According to a blog post from Eliot Horowitz – chief technology officer at 10gen, the outfit that founded MongoDB and provides commercial support for the platform – this is a "significant new release", but he adds that it's no more significant than the previous leap from version 1.6 to version 1.8.
Horowitz says that the concurrency improvements in version 2.0 are the beginning of a much larger effort in this area. Basically, the idea is ensure that a server will not hold a write lock when it's reading data off of disk – i.e., when there's a "page fault".
"If you hold a lock during a page fault, then for the next five milliseconds or so, no one else can do anything even though you know you're not going to do anything but hit the disk," Horowitz tells The Register. "Before you hit disk, we unlock. Then you do the page fault. And then we reapply the lock and continue working."
With version 2.0, this doesn't happen with all page faults. But according to Horowitz, it happens with many of the "hot" scenarios that were causing users problems.
Separately, the new version is meant to boost the overall performance of the database by making it easier to keep indexes in memory. "We've basically optimized the way we store indexes on disk," Horowitz says. "We're made them about 25 per cent smaller in most cases. That can have a major impact, because any indexes that are larger than RAM can cause problems.
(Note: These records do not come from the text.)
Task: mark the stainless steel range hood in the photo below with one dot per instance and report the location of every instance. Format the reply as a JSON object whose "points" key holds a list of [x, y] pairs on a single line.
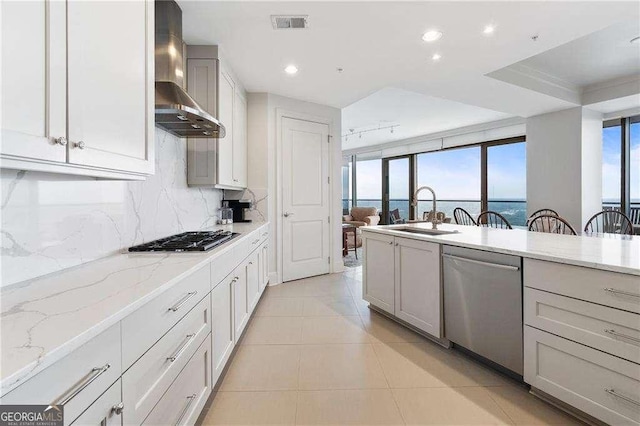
{"points": [[176, 111]]}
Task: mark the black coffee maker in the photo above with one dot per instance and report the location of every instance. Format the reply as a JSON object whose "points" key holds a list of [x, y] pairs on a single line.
{"points": [[239, 208]]}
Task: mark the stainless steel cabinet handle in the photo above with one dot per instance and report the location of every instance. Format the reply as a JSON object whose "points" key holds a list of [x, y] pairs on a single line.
{"points": [[622, 397], [190, 400], [181, 349], [622, 292], [479, 262], [182, 301], [623, 336], [118, 409], [90, 378]]}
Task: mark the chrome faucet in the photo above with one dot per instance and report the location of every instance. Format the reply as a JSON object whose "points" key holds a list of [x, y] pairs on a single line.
{"points": [[414, 204]]}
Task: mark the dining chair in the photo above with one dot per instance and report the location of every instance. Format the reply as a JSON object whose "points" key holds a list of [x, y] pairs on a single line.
{"points": [[551, 224], [462, 217], [491, 219], [541, 212], [609, 222]]}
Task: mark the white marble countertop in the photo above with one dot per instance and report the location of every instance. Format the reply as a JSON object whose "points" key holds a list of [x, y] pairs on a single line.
{"points": [[45, 318], [606, 251]]}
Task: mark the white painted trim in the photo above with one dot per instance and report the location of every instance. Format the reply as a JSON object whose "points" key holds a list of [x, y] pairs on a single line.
{"points": [[280, 115], [475, 128]]}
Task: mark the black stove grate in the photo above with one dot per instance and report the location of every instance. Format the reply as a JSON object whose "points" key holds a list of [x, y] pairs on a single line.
{"points": [[187, 241]]}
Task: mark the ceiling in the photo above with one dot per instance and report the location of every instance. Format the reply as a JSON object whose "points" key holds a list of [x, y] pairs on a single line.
{"points": [[388, 74], [414, 114]]}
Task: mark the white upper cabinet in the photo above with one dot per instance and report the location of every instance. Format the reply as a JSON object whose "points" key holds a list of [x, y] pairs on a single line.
{"points": [[110, 93], [225, 145], [220, 163], [34, 80], [82, 73]]}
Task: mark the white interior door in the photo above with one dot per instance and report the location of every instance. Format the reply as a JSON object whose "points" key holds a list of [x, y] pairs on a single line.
{"points": [[305, 199]]}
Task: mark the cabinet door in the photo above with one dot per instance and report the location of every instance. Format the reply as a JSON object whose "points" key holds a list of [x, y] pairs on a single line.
{"points": [[240, 305], [111, 88], [239, 140], [222, 326], [34, 80], [253, 280], [378, 275], [418, 286], [225, 145], [105, 411]]}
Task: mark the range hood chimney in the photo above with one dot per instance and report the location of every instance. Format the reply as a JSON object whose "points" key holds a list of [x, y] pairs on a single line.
{"points": [[176, 111]]}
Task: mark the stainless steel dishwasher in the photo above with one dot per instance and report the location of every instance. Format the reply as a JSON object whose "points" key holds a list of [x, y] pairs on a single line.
{"points": [[483, 304]]}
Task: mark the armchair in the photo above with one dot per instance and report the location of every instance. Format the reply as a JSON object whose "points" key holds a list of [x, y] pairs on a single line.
{"points": [[362, 216]]}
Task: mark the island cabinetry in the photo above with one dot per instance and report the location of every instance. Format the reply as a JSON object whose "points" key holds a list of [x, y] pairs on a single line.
{"points": [[582, 338], [402, 277]]}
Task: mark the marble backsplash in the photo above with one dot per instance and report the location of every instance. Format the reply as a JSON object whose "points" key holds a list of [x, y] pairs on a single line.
{"points": [[51, 222]]}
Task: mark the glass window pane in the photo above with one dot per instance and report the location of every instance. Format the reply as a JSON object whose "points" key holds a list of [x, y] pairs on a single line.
{"points": [[369, 183], [507, 181], [634, 165], [611, 157], [347, 187], [454, 175]]}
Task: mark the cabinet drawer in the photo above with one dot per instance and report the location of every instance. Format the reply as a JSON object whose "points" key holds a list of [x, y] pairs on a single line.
{"points": [[147, 380], [183, 401], [106, 411], [605, 288], [76, 380], [144, 327], [604, 386], [610, 330]]}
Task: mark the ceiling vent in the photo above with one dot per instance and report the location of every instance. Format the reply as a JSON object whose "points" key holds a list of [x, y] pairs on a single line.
{"points": [[289, 22]]}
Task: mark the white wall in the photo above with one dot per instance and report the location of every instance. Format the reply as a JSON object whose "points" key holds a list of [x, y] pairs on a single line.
{"points": [[564, 163], [54, 221], [263, 110]]}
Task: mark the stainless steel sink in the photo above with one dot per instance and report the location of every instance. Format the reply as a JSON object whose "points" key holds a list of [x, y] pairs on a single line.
{"points": [[424, 231]]}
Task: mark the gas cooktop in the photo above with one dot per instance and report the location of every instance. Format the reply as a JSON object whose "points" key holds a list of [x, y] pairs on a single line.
{"points": [[188, 241]]}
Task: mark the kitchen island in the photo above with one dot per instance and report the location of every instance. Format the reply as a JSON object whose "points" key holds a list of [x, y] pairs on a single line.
{"points": [[573, 308]]}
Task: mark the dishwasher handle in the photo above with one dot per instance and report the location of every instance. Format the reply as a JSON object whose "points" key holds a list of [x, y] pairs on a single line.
{"points": [[480, 262]]}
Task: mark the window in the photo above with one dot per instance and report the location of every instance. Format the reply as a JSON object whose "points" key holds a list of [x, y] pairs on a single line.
{"points": [[455, 176], [369, 183], [611, 172], [621, 164], [507, 181]]}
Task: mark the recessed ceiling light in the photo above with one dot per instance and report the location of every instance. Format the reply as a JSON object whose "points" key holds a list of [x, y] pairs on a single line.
{"points": [[489, 29], [291, 69], [432, 35]]}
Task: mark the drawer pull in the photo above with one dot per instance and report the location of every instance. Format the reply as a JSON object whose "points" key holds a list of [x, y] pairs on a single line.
{"points": [[480, 262], [622, 397], [181, 349], [622, 292], [623, 336], [190, 400], [71, 393], [182, 301]]}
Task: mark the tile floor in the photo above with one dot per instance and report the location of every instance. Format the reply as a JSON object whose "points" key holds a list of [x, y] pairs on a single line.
{"points": [[315, 354]]}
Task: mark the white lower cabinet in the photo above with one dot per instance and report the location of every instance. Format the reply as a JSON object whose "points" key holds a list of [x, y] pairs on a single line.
{"points": [[418, 284], [378, 271], [148, 379], [601, 385], [222, 325], [402, 277], [240, 302], [105, 411], [185, 398]]}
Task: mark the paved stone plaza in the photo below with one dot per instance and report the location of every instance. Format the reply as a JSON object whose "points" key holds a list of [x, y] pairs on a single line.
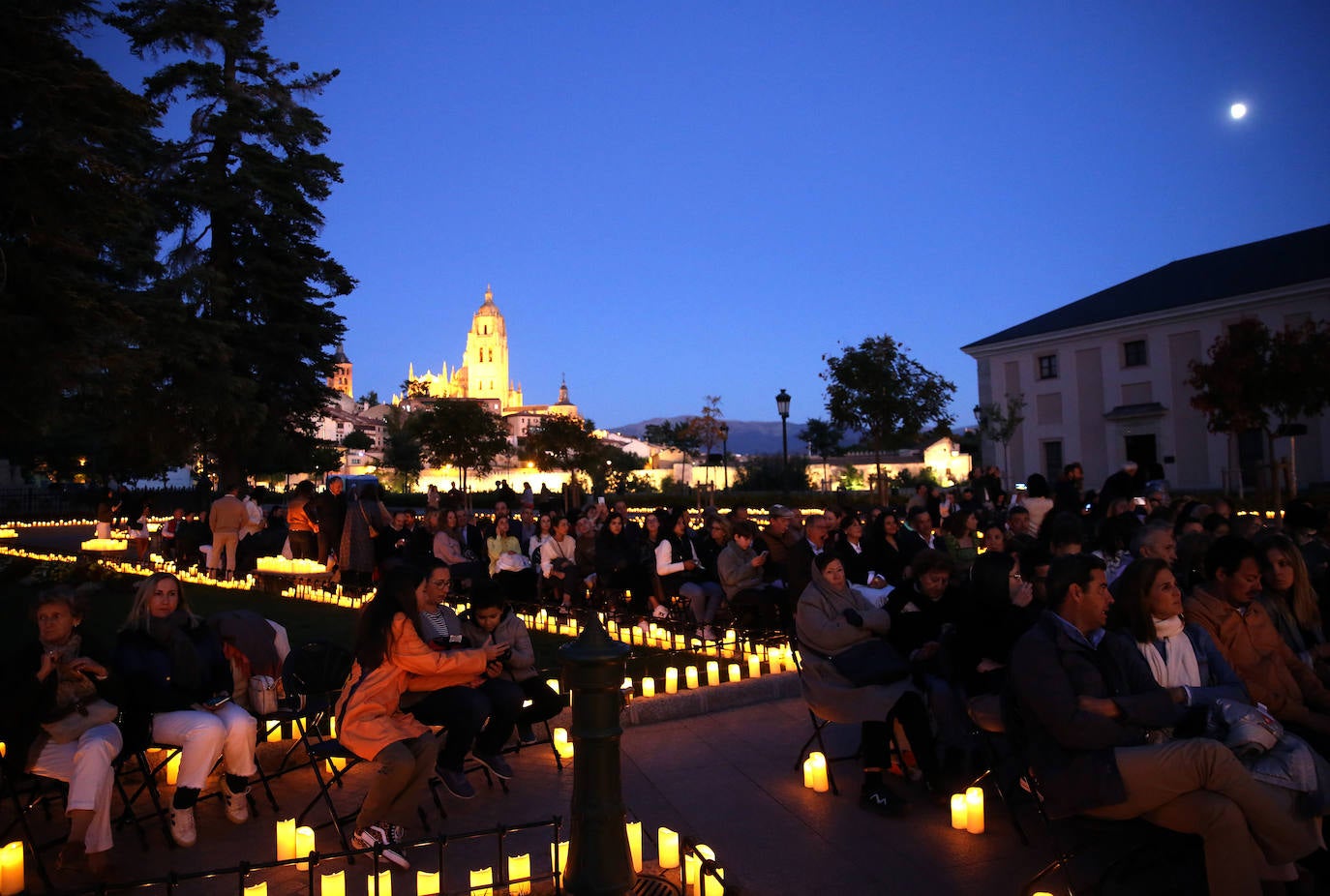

At the same time, developers have optimized the actual processing of indexes, so that simple index lookups are 25 per cent faster on average, according to Horowitz. But he acknowledges the index size and performance will vary depending on the situation. When you upgrade to the new version, you benefit from these index enhancements only if you create a new index or re-index an old one.
With version 2.0, authentication works with shared clusters, and there are two changes to "replica sets", groups of nodes that work together and share data. Node priority with a set is established, and you can tag members with their physical location, to lock down rules for individual data centers, racks, and servers.
"Priorities let you have nodes that you prefer to be primary if you have a non homogeneous environment. Tagging lets you guarantee writes hit certain groups of servers. One use case for this is guaranteeing a new user registration is written to two data centers before acknowledging to a user," Horowitz says in his post.
Today, 10gen also announced that it has raised an additional $20 million, including funds from venture capital outfits Sequoia Capital, Flybridge Capital, and Union Square Ventures. This brings the company's total funding to $31 million. The outfit claims 400 customers, and 100,00 downloads of the open source database a month.
Like CouchDB and other NoSQL offerings, MongoDB discards the familiar relational database model in favor of a distributed platform tailored for today's web applications. "By reducing transactional semantics, we could still solve an interesting set of problems, but we could also scale," 10gen CEO Dwight Merriman has said. 10gen offers support, training, and consulting services for the database as well as serving as the open source project's primary steward. ®
Update: This story has been updated with additional comment from 10gen's Eliot Horowitz.